Farmers are projected to lose millions more due to Swiss agribusiness giant Syngenta’s premature release of Agrisure Viptera and Duracade corn, corn seed with genetically modified traits that protect the crops from insect infestation.
The case against Syngenta
Agrisure Viptera and Duracade corn contains a trait known as MIR 162. Syngenta began selling the trait in corn seed before receiving approval for import into China, claiming that Chinese approval was underway. Agrisure Viptera sales began in 2009, and China has only recently finally approved MIR 162.
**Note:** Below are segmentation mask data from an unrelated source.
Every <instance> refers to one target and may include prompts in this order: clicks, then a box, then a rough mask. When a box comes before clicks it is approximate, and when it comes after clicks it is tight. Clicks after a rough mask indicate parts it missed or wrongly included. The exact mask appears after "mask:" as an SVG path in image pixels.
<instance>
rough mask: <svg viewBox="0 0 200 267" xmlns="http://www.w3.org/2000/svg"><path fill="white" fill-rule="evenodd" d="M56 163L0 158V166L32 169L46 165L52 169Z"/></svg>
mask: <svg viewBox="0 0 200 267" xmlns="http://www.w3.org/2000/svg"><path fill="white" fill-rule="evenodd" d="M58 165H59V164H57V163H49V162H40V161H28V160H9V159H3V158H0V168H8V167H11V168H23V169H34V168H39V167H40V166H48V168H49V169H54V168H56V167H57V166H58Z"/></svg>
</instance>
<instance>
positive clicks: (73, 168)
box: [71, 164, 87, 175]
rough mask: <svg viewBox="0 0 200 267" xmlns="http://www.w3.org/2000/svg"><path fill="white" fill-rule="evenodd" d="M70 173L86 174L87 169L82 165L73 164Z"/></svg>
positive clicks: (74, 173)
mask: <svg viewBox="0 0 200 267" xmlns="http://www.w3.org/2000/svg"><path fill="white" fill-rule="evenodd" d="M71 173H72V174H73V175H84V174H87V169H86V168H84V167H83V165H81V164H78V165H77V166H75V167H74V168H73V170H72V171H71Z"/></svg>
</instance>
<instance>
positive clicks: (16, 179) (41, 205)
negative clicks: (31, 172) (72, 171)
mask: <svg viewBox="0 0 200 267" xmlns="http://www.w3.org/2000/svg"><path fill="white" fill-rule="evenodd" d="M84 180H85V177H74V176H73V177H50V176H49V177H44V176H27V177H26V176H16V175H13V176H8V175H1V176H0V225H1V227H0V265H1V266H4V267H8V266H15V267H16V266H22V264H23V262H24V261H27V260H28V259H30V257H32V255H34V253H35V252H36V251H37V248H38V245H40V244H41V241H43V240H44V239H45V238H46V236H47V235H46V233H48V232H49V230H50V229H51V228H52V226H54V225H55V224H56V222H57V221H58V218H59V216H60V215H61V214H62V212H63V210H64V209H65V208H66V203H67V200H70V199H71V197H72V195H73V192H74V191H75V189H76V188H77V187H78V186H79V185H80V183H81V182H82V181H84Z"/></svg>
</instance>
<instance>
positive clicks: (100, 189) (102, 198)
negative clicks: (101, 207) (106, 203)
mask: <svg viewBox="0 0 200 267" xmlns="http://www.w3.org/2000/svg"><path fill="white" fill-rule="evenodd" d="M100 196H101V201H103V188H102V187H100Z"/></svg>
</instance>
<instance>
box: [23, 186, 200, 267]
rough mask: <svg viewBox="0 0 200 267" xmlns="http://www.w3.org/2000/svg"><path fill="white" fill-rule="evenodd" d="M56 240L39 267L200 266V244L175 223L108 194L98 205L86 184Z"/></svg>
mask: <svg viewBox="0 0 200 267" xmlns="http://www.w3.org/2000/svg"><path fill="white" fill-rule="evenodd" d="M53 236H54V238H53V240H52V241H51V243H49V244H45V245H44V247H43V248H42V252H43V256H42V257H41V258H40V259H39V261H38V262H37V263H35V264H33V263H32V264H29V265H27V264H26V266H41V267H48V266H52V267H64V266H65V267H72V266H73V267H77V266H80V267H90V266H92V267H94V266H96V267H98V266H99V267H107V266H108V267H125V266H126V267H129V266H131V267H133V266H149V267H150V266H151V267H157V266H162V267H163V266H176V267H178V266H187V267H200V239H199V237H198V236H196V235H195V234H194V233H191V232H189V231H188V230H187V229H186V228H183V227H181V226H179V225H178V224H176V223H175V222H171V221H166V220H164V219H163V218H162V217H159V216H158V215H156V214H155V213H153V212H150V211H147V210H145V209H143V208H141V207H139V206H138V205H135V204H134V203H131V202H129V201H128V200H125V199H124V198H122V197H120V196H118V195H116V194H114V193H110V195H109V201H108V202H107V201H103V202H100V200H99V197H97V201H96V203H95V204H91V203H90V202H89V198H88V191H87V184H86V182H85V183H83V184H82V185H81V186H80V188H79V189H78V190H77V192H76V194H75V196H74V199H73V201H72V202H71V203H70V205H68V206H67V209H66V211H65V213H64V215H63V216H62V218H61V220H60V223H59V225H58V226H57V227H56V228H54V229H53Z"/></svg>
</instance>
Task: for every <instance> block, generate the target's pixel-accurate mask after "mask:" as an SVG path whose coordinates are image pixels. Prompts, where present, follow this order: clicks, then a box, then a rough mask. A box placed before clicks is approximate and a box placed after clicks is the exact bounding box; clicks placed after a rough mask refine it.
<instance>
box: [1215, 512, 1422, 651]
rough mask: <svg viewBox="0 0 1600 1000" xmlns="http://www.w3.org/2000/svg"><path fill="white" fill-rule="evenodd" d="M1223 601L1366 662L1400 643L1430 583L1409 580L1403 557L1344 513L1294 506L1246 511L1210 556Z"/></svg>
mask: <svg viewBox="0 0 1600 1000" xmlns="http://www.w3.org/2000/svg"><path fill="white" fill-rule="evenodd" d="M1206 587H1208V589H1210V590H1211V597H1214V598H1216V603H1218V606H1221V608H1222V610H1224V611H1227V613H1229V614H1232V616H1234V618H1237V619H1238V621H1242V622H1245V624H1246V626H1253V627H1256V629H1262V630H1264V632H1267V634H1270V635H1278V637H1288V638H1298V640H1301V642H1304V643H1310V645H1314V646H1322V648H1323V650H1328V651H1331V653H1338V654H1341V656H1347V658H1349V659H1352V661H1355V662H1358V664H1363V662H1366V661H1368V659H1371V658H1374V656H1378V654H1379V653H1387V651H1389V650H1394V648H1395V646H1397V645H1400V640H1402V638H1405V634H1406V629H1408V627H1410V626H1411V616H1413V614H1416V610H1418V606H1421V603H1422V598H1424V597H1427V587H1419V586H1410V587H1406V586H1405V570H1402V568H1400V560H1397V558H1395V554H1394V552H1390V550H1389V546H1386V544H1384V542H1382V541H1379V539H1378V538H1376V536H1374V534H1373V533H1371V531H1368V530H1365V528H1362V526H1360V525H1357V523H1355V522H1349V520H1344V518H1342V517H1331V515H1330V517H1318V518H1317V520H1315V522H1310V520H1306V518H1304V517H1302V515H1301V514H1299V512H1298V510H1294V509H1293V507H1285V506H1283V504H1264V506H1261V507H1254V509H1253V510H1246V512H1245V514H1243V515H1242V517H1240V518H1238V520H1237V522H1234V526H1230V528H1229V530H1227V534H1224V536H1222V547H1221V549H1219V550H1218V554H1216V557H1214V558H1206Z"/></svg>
China is a major importer of US grains and over the past year has rejected a great deal of US corn containing MIR 162. As a result, market prices for the grain have plummeted, and many US corn farmers and exporters continue to incur huge losses. One major grain exporter, Trans Coastal Supply Co, expects their total losses to amount to around $41 million due exclusively to Syngenta’s release of Agrisure Viptera.
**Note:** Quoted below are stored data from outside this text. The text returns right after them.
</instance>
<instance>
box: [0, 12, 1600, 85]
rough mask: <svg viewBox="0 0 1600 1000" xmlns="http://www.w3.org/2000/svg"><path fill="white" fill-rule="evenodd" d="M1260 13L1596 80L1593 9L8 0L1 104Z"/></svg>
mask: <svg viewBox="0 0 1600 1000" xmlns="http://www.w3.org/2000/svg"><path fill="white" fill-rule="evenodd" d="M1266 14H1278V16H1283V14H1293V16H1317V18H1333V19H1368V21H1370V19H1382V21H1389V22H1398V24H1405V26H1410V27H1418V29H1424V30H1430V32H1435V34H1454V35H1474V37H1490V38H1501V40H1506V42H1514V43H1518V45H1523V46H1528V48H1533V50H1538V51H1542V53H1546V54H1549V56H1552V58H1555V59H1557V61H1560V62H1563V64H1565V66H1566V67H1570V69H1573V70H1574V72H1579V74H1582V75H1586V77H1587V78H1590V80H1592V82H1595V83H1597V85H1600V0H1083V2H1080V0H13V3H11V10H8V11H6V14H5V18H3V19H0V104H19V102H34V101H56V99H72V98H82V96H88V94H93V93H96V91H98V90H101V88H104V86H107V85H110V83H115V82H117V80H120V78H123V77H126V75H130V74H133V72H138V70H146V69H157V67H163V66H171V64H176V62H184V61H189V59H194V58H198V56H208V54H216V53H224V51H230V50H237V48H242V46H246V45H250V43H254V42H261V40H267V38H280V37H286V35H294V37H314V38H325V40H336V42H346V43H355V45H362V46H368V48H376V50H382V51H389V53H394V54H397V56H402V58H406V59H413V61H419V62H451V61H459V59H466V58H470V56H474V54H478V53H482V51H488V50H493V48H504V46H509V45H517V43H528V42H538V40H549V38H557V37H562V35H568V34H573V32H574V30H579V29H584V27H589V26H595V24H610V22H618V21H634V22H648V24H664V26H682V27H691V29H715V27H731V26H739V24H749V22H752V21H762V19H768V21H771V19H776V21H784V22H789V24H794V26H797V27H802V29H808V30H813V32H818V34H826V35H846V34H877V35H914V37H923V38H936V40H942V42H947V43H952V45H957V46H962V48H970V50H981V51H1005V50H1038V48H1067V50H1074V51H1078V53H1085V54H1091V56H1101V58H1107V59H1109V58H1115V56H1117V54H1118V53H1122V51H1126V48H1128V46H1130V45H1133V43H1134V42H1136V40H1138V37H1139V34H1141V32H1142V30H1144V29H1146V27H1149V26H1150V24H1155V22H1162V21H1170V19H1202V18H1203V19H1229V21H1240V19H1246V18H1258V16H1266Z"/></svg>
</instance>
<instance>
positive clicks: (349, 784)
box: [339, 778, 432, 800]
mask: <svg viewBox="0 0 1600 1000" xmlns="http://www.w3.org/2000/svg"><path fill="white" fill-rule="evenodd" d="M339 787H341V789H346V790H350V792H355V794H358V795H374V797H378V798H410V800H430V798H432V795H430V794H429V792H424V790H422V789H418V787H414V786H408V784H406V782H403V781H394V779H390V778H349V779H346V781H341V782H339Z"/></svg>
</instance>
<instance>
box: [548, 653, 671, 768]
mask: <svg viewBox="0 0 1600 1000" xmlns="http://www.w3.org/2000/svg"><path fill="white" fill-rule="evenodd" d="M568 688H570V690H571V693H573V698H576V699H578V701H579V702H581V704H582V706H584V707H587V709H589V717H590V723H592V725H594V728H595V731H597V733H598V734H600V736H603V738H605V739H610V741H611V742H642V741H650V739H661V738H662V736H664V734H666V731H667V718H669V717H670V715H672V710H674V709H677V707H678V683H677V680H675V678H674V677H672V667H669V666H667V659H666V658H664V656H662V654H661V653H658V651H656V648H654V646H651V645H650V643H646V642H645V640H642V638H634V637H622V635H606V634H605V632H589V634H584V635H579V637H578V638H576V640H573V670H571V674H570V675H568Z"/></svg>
Lawsuits against Syngenta are claiming the company has engaged in willful misrepresentation, leading buyers to believe that Chinese approval for MIR 162 was imminent. Farmers and exporters rely heavily on biotechnology companies exercising corporate responsibility in the timing of product release. The National Grain and Feed Association (NGFA) and the North American Export Grain Association (NAEGA) have made it clear that biotech companies are obligated to provide transparency with regard to potential restricted marketability of products so farmers and exporters can maintain access to key export markets such as China.